Report Shines Light On Right-wing Extremism In German Police
Right-wing extremism is not a systemic problem in the German police despite hundreds of examples documented in a new report, Interior Minister Horst Seehofer said Tuesday.
The much-anticipated report, compiled by the BfV domestic intelligence agency, identified 377 suspected cases of far-right extremism in the German police and intelligence services between January 2017 and March 2020.
It follows a string of scandals in Germany in recent months over far-right networks in the police and military, with pressure mounting on the government to address the issue.
"We are dealing with a small number of cases," Seehofer said at a press conference to introduce the report, stressing that more than 99 percent of the police respect the constitution and have no connection to extremism.
"We have no structural problem with right-wing extremism in the state and federal security services," Seehofer said.
However, he added that "every proven case is a disgrace" given the role played by the police and security forces in setting an example for the public.
Around 300,000 members of the security forces were asked to fill out anonymous questionnaires for the report in the hope of breaking what unions and experts have called a culture of silence.
The report identified 319 suspected cases of right-wing extremism in Germany's state police forces, as well as 58 at the federal level, including 44 in the federal police.

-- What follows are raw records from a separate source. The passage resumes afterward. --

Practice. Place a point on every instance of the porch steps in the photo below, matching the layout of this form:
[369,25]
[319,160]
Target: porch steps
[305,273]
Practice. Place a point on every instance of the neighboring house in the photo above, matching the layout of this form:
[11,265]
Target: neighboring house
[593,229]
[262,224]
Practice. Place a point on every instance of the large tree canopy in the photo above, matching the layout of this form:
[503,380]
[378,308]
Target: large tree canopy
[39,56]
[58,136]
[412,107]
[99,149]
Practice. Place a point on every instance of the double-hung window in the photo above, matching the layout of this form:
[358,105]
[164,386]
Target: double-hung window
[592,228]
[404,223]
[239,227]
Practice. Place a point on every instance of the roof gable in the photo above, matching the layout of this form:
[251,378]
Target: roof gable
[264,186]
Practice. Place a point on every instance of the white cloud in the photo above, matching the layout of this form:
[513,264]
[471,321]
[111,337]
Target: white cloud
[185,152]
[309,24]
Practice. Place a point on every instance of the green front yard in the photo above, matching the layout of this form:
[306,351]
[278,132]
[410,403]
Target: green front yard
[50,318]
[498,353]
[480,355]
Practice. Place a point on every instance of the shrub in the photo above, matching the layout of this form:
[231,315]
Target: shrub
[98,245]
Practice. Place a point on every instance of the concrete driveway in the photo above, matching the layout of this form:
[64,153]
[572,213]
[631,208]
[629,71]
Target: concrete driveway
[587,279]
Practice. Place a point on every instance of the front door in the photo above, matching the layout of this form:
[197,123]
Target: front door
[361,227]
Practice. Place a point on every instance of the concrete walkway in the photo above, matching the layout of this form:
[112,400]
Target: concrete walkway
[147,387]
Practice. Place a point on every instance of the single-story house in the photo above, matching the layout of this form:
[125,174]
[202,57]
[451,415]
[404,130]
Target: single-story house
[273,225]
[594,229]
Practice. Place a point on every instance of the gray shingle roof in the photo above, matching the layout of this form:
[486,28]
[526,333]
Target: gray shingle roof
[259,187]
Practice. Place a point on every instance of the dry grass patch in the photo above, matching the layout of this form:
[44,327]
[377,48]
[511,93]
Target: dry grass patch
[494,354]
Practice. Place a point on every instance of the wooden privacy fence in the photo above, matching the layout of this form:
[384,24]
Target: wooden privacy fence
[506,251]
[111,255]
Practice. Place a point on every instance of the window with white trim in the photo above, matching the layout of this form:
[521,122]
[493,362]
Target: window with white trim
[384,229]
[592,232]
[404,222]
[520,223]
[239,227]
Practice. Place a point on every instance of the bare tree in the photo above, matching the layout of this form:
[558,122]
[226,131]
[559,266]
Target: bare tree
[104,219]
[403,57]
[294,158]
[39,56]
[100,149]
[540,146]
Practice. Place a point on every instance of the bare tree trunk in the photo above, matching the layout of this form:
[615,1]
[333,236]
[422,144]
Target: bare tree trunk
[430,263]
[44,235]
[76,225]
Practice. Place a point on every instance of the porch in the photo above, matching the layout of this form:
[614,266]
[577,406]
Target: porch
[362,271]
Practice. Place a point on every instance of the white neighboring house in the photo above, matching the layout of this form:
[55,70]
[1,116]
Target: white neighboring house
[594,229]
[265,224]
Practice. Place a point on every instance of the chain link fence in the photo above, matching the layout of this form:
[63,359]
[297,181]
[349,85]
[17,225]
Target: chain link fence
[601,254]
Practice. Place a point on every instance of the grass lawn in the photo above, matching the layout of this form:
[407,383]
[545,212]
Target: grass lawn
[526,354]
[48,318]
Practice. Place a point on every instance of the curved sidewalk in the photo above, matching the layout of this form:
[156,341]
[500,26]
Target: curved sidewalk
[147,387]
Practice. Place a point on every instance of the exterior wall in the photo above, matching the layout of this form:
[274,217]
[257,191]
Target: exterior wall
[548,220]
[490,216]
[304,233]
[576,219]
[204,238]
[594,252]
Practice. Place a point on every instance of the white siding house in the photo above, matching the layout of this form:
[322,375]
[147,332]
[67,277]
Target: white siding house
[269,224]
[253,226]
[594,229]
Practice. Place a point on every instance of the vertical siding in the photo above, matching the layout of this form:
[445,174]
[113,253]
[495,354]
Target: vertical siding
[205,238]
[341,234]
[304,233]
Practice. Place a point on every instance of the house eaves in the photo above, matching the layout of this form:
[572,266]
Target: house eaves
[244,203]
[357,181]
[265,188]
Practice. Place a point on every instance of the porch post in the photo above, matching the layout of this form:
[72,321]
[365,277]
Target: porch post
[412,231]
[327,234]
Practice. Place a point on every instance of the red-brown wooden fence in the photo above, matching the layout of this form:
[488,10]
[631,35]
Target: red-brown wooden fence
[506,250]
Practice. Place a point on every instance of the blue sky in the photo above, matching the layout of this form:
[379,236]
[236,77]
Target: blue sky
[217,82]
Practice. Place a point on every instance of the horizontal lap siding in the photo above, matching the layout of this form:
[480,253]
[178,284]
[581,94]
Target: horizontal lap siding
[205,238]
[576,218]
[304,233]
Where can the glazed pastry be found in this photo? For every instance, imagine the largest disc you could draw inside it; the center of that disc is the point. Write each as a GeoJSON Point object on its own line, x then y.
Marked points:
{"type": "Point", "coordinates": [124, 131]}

But Dieter Romann, the head of the federal police, also said Tuesday there is "no right-wing extremist network within the federal police".
Several regional German police forces have been caught up in far-right scandals in recent months, and a unit of the country's elite KSK commando force was dissolved in July over neo-Nazi allegations.
The German government had previously refused to carry out a full investigation into extremism as it feared tarnishing the reputation of the police and intelligence services, instead favouring a case-by-case approach.
But in a change of stance last week, Seehofer said the government would take a "rigorous" approach and "not cover anything up".
The Social Democrats, the junior partner in Angela Merkel's coalition government, have repeatedly demanded action, and German President Frank-Walter Steinmeier called in September for a "more resolute" fight against right-wing extremism.
Germany has been hit by a string of far-right attacks over the last 18 months, leading to Seehofer naming far-right extremism the "biggest security threat facing Germany".
But at the same time, evidence has mounted of far-right extremism within the police, security forces and military.
Links between the far right and the police are suggested by the makeup of the Bundestag lower house of parliament, where five of the far-right AfD party's 89 MPs are police officers -- the highest number of any party.
In Germany's most populous state of North Rhine-Westphalia, 30 police officers were suspended in September for spreading "repulsive" far-right propaganda in online chatrooms including swastikas, pictures of Adolf Hitler and a digitally altered image of a refugee in the gas chamber of a concentration camp.
A similar case was uncovered in Berlin in late September.
In July, prosecutors announced the arrest of a former police officer and his wife whom they suspect of having sent threatening emails to politicians and other public figures across Germany.
The anonymous messages were all signed "NSU 2.0", a reference to the German neo-Nazi cell National Socialist Underground that committed a string of racist murders in the 2000s.
The so-called "NSU 2.0 affair" has already claimed the scalp of police chief Udo Muench of the state of Hesse, who resigned after it emerged that police computers were used to search for details about a far-left politician who subsequently received one of the threatening letters.
Meanwhile, Defence Minister Annegret Kramp-Karrenbauer ordered the partial dissolution of the KSK commando force in June after revelations that some of its members harboured neo-Nazi sympathies.
The elite force is charged with sensitive and risky missions such as hostage rescue operations or anti-terror action abroad.
Germany's Military Counter-Intelligence Service (MAD) has said some 600 Bundeswehr soldiers were suspected of right-wing extremism, including 20 in the elite force.